A 10th-century medicine, comprising of mixture of onion, wine, garlic and cow stomach bile, which was originally used to treat infections of eye may also be helpful in curing staph infections.
According to the research paper, the medical recipe specifically includes the mixture of the mentioned ingredients that will be brewed in a brass vessel, which is further purified through a strainer, and then left for settling down for nine days before its final use.

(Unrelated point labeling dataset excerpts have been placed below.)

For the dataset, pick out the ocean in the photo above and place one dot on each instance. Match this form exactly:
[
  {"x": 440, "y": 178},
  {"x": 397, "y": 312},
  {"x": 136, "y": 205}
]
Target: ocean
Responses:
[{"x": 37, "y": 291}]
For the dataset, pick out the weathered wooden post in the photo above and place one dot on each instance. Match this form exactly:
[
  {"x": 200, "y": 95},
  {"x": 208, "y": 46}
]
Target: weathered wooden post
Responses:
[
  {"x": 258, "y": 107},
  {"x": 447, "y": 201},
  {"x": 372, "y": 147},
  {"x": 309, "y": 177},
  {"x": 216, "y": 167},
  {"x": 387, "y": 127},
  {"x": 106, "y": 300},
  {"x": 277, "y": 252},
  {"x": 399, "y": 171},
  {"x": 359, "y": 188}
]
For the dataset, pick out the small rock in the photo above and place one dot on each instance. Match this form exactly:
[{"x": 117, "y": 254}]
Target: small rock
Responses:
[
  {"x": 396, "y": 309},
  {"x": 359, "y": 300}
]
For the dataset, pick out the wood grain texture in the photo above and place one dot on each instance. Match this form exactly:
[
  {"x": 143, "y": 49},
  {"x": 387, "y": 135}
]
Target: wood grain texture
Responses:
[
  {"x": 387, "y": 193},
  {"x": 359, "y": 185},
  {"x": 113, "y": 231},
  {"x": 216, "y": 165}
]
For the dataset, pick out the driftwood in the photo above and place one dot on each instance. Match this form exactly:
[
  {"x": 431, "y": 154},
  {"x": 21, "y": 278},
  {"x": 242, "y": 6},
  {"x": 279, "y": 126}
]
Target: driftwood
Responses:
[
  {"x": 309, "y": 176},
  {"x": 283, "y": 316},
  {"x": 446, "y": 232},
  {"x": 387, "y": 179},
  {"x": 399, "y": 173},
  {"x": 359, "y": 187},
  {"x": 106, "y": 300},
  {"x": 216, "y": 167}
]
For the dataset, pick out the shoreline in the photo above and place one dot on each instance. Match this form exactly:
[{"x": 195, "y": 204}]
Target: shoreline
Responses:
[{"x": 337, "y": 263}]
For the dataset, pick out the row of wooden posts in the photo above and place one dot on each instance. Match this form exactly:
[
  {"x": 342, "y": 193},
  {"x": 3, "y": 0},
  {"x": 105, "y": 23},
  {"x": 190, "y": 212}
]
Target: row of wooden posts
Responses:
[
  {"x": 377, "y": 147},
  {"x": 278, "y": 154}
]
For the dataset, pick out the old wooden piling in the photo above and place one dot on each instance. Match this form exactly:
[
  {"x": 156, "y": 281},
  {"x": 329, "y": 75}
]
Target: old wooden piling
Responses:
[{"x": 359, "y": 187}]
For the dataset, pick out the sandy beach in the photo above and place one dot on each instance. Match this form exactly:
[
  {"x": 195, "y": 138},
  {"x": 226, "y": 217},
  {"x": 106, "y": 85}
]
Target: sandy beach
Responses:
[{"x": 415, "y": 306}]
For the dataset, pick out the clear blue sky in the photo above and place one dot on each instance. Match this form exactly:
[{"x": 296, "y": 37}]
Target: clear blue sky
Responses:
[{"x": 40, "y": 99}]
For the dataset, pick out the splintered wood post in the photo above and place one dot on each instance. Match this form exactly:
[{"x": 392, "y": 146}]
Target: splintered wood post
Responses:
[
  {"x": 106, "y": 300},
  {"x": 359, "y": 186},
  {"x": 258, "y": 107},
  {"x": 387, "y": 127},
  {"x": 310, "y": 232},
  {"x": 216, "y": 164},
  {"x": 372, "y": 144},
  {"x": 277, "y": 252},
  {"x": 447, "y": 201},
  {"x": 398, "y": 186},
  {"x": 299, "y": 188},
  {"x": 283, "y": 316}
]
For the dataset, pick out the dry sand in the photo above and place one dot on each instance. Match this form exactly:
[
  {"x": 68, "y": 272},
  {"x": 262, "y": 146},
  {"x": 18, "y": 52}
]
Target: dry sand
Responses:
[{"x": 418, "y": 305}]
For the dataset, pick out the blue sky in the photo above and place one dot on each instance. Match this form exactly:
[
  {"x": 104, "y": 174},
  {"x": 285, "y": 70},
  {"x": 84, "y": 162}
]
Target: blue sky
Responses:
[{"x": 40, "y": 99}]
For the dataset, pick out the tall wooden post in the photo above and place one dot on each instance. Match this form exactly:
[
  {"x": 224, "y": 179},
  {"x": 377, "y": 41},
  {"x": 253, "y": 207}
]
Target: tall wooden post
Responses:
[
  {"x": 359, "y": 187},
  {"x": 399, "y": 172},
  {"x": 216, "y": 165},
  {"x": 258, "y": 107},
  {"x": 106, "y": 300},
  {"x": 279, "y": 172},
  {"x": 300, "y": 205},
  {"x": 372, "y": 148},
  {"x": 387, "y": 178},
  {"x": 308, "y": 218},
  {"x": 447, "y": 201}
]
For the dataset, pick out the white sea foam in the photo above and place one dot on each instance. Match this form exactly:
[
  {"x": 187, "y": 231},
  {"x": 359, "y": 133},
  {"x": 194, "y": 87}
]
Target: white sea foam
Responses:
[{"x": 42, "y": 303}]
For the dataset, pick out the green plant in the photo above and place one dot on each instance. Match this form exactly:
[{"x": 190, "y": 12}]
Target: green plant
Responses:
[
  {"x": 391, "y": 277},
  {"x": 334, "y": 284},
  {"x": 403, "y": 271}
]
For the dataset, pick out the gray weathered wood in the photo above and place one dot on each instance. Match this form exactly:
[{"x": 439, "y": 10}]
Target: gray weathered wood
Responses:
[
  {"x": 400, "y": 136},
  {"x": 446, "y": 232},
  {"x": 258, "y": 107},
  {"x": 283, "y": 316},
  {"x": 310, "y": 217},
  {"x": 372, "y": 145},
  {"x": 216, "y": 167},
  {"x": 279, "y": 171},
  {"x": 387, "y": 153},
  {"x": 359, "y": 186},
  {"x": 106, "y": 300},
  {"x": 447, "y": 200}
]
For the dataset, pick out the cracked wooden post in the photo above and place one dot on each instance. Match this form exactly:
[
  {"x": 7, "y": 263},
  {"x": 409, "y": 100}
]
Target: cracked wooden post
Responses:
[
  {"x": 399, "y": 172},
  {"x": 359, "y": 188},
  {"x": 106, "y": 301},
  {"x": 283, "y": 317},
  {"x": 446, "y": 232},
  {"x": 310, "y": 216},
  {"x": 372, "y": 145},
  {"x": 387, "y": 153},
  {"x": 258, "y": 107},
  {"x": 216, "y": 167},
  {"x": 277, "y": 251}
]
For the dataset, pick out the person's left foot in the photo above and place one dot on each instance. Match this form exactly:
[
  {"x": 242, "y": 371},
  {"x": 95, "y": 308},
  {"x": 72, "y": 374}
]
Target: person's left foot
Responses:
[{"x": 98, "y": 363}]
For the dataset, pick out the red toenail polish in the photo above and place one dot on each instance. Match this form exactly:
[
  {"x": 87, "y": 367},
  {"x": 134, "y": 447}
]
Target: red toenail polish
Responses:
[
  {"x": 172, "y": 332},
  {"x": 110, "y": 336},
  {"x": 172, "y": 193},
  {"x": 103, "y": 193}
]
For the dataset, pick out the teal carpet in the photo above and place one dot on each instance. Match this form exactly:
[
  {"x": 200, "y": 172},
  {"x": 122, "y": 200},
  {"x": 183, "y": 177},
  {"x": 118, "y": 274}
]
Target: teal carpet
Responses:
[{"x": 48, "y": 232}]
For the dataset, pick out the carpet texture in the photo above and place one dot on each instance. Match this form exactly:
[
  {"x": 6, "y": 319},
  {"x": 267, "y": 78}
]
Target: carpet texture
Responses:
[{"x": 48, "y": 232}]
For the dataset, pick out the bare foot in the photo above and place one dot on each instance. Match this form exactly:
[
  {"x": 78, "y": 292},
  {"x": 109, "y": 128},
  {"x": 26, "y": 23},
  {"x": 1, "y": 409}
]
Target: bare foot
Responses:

Dr. Christina Lee, an English professor at the Nottingham University, recreated the treatment procedure in order to find out if it could work as a modern-day remedy for the health condition. Lee was surprised with the results as the remedy procedure not only cleared up styes, but also effectively worked against the potentially fatal MRSA superbug.
According to the reports, the mixture was able to kill nearly 999 out of 1,000 MRSA bacterial cells that were present in the wounds of mice.
Dr. Kendra Rumbaugh, a professor at the Texas Tech University, said that the centuries-old treatment succeeded in working as good, if not better than, the traditional antibiotics.
The researchers are clueless about the reason behind the enormous efficacy of the remedy in treating the condition. Further studies showed that no single ingredient had a discernable effect on the potentially deadly superbug, making researchers to believe that the specific combination of ingredients and brewing method hold the key to effective remedy.
The researchers have sought additional funding in order to test the method on humans.